Cheating Stereo Matching in Full-scale: Physical Adversarial Attack against Binocular Depth Estimation in Autonomous Driving
Kangqiao Zhao, Shuo Huai, Xurui Song, Jun Luo
TL;DR
This work addresses the vulnerability of stereo-based depth estimation in autonomous driving to physical adversarial attacks. It introduces a texture-enabled 3D camouflage PAE with a stereo-aligned rendering module to preserve disparity across left and right views, enabling a novel merging attack that blends the adversarial object into its background. The method includes a three-stage texture optimization (boundary-depth awareness, region segmentation, and region-aware depth alignment) and a stereo-consistent rendering pipeline, with an additional appearing-attack variant.

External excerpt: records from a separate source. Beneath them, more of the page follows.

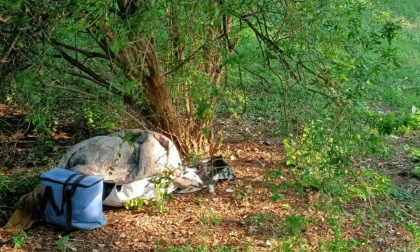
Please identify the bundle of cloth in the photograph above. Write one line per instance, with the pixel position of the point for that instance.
(129, 162)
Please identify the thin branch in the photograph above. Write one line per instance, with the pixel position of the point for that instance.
(88, 54)
(184, 61)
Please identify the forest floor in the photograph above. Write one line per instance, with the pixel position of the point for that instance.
(239, 217)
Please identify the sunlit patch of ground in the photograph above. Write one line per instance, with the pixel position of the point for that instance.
(240, 214)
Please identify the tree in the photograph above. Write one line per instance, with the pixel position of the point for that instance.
(166, 59)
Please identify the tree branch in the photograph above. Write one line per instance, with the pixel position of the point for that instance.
(84, 52)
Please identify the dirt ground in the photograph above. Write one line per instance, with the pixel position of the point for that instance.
(201, 219)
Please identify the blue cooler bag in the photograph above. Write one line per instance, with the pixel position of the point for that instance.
(72, 200)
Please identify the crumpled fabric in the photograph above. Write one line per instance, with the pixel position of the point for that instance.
(123, 157)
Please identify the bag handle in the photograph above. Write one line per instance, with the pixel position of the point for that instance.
(67, 194)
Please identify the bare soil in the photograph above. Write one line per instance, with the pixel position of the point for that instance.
(201, 219)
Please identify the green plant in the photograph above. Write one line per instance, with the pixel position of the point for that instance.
(63, 243)
(414, 229)
(225, 249)
(19, 239)
(416, 171)
(414, 152)
(400, 193)
(136, 204)
(162, 181)
(293, 224)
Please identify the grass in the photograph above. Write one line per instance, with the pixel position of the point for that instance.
(401, 88)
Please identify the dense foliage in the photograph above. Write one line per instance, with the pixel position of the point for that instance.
(172, 65)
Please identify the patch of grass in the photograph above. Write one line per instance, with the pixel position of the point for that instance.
(19, 239)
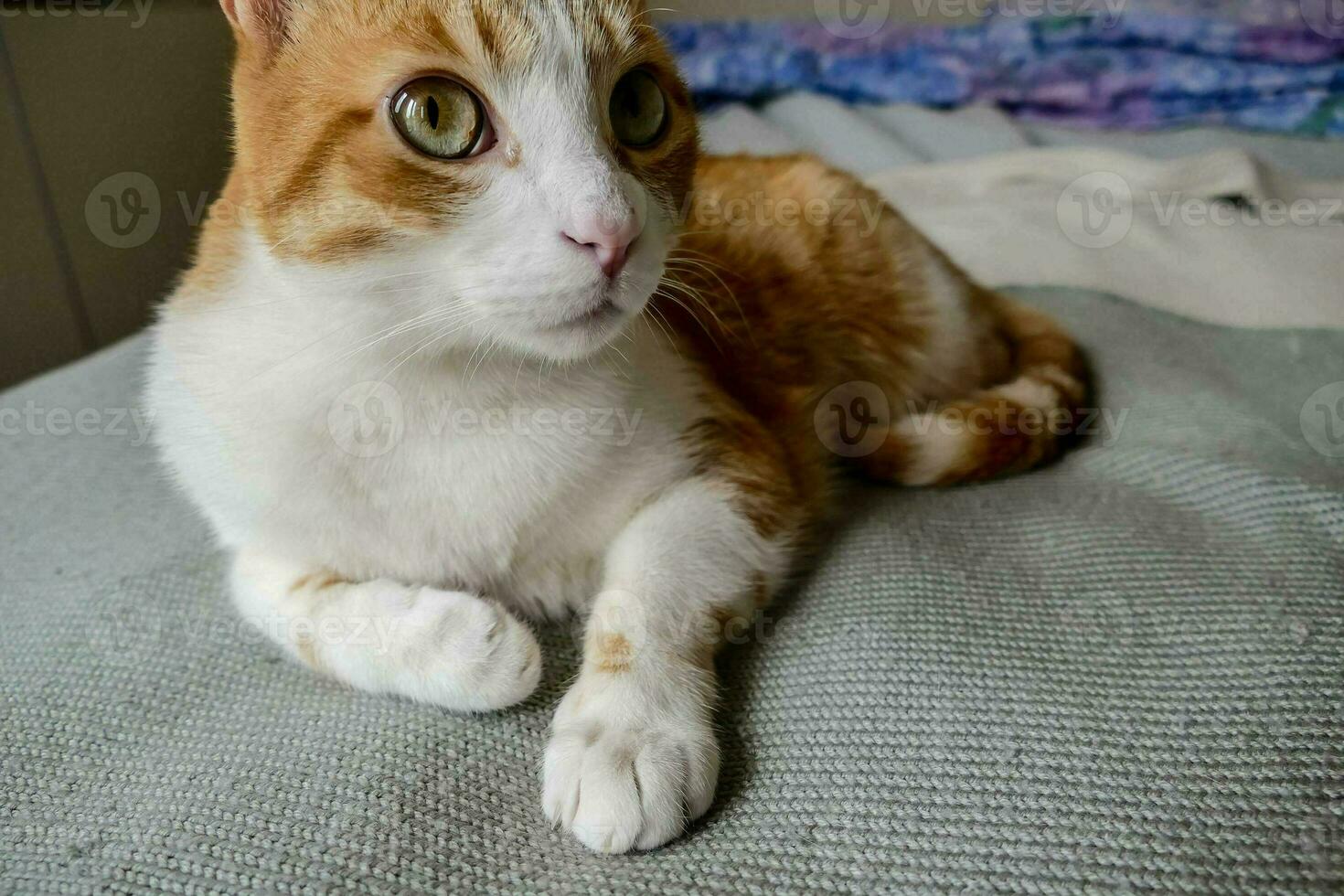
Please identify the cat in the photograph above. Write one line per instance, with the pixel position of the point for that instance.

Across digital simulations and real-world tests, the proposed attack consistently degrades SM-BDE outputs and causes downstream safety failures in autonomous driving stacks, underscoring a significant safety risk and highlighting the need for robust stereo perception defenses. $d_t$-driven optimization and region-specific depth priors enable physically realizable attacks that generalize across models and conditions, revealing critical implications for AD safety and defense research.
Abstract
Though deep neural models adopted to realize the perception of autonomous driving have proven vulnerable to adversarial examples, known attacks often leverage 2D patches and target mostly monocular perception. Therefore, the effectiveness of Physical Adversarial Examples (PAEs) on stereo-based binocular depth estimation remains largely unexplored. To this end, we propose the first texture-enabled physical adversarial attack against stereo matching models in the context of autonomous driving. Our method employs a 3D PAE with global camouflage texture rather than a local 2D patch-based one, ensuring both visual consistency and attack effectiveness across different viewpoints of stereo cameras. To cope with the disparity effect of these cameras, we also propose a new 3D stereo matching rendering module that allows the PAE to be aligned with real-world positions and headings in binocular vision. We further propose a novel merging attack that seamlessly blends the target into the environment through fine-grained PAE optimization. It has significantly enhanced stealth and lethality upon existing hiding attacks that fail to get seamlessly merged into the background. Extensive evaluations show that our PAEs can successfully fool the stereo models into producing erroneous depth information.